E' in questa posizione che una donna parla della differenza femminile
A dispetto di altre situazioni nel movimento antiglobalizzazione vediamo che le donne scelgono di rappresentarsi come donne o di non ignorare che ci sono altre donne. Questa posizione femminile acquista valore simbolico se c'è consapevolezza
Il piano 'simbolico' è infatti quello della consapevolezza, quindi affermazioni, idee, fatti raccontati nei quali c'è la consapevolezza della differenza femminile.
E' questa consapevolezza che manca alla visibilità delle donne nei movimenti politici. Infatti il piano simbolico dal quale apprendiamo le informazioni che riguardano la nostra vita e quello che succede nel mondo è muto dal punto di vista delle donne. Nonostante che le donne siano riconoscibili presenti e abbiano visibilità.
Scrive Milagros Rivera Garretas in Nominare il mondo al femminile. Pensiero delle donne e teoria femminista (a cura di Emma Scaramuzza, Editori Riuniti, 1998)

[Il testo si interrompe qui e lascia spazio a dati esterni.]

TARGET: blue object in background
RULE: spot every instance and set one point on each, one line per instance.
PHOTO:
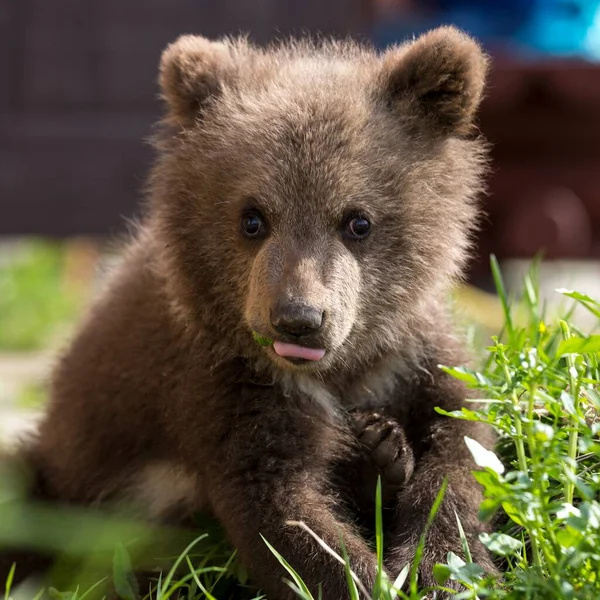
(564, 28)
(526, 28)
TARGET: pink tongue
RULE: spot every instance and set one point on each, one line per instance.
(294, 351)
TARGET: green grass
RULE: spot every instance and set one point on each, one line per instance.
(36, 303)
(538, 387)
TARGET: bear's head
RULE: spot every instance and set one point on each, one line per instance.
(320, 195)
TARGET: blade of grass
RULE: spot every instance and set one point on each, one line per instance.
(297, 579)
(331, 552)
(501, 290)
(9, 581)
(351, 583)
(378, 538)
(421, 546)
(171, 574)
(463, 540)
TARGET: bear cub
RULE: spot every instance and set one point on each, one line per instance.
(321, 196)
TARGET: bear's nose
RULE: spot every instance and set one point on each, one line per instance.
(295, 318)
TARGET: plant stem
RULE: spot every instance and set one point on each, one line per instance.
(574, 429)
(520, 446)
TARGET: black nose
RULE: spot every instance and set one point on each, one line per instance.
(297, 319)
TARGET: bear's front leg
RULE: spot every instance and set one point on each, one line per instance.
(440, 452)
(271, 468)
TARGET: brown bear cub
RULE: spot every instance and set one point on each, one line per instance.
(322, 196)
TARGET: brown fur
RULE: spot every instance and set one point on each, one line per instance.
(164, 393)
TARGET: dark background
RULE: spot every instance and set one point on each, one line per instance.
(79, 97)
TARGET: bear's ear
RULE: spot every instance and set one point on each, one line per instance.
(438, 78)
(192, 72)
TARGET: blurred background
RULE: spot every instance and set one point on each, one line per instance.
(78, 99)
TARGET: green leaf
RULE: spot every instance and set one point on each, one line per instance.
(500, 543)
(352, 588)
(576, 345)
(297, 579)
(125, 583)
(9, 580)
(401, 579)
(587, 301)
(513, 513)
(378, 537)
(441, 573)
(501, 290)
(487, 509)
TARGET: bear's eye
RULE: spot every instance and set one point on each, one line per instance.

<<Un contributo fondamentale della teoria della differenza è stato dimostrare che la differenza femminile è assente dalla realtà così come è stata ed è nominata dalla conoscenza dominante. Non segna il limite dell'eterosessualità, come diceva il pensiero lesbico dell'omosessualità: è semplicemente un non pensato e - diciamo oggi - un non praticato o, per meglio dire, una pratica da cui la politica dell'emancipazione ci ha sradicato>>

Assumersi la differenza femminile non è una cosa leggera. Il potere politico maschile non ci riesce
Vale la pena vedere come ci riescono le donne.

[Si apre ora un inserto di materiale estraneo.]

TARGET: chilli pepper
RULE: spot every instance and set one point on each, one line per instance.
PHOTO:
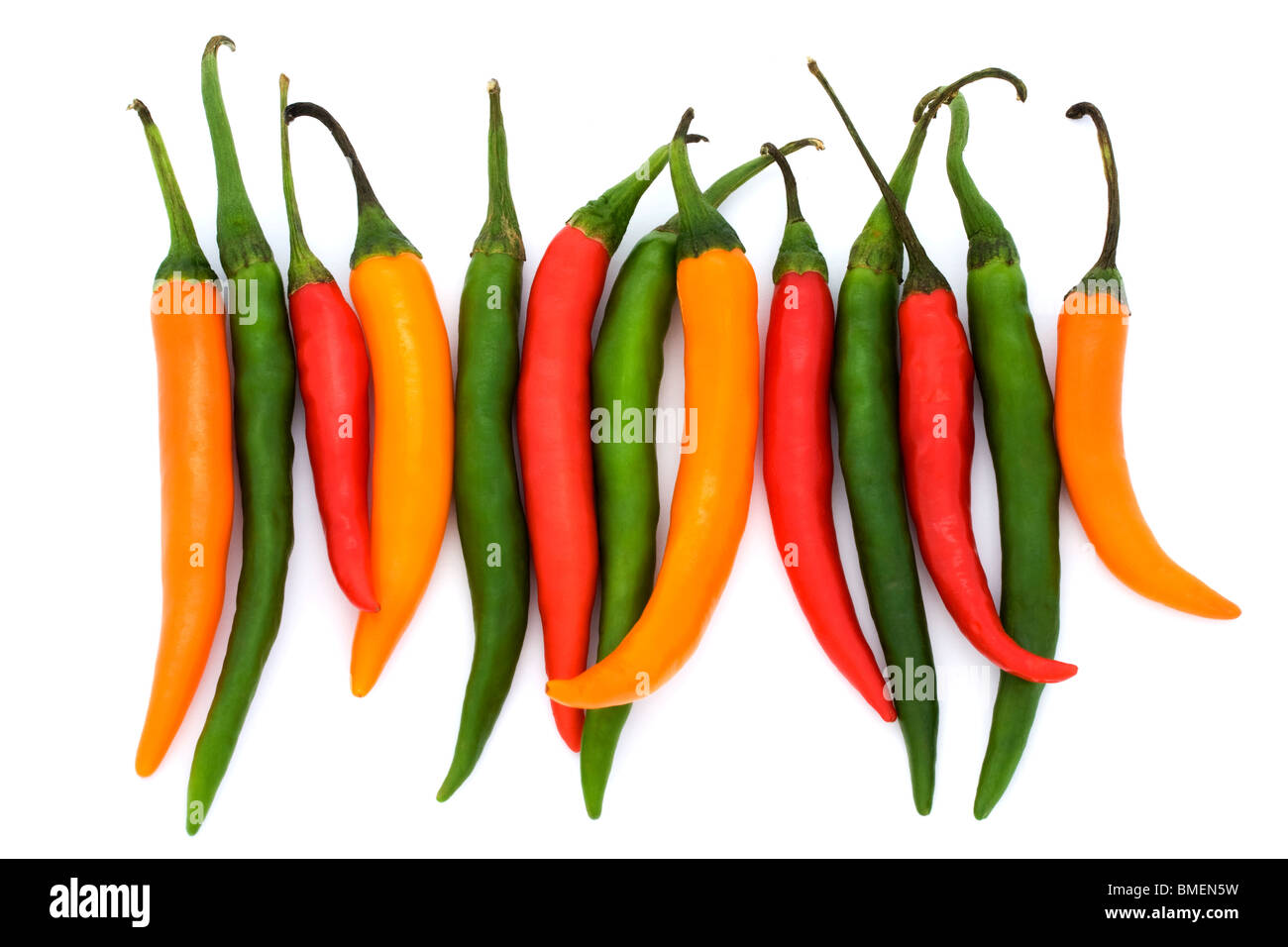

Il Manifesto vede le donne attraverso Ida Dominijanni (vai a Rassegna Stampa) e spazi aperti a alcune posizioni (id.Oriella Salvoldi) femminili. Però le parti del giornale ritagliate attorno a questi articoli rimangono invariate e mute di saperi femminili, esattamente come altri mass media.
Altri luoghi precisi e femminili hanno dedicato spazio alla testimonianza e al pensiero delle donne nel movimento antiglobalizzazione. C'è la consapevolezza, in queste testimonianze, tutta protesa a fare contesto e a inserirsi in esso; tesa a denunciare ingiustizia, repressione, malessere.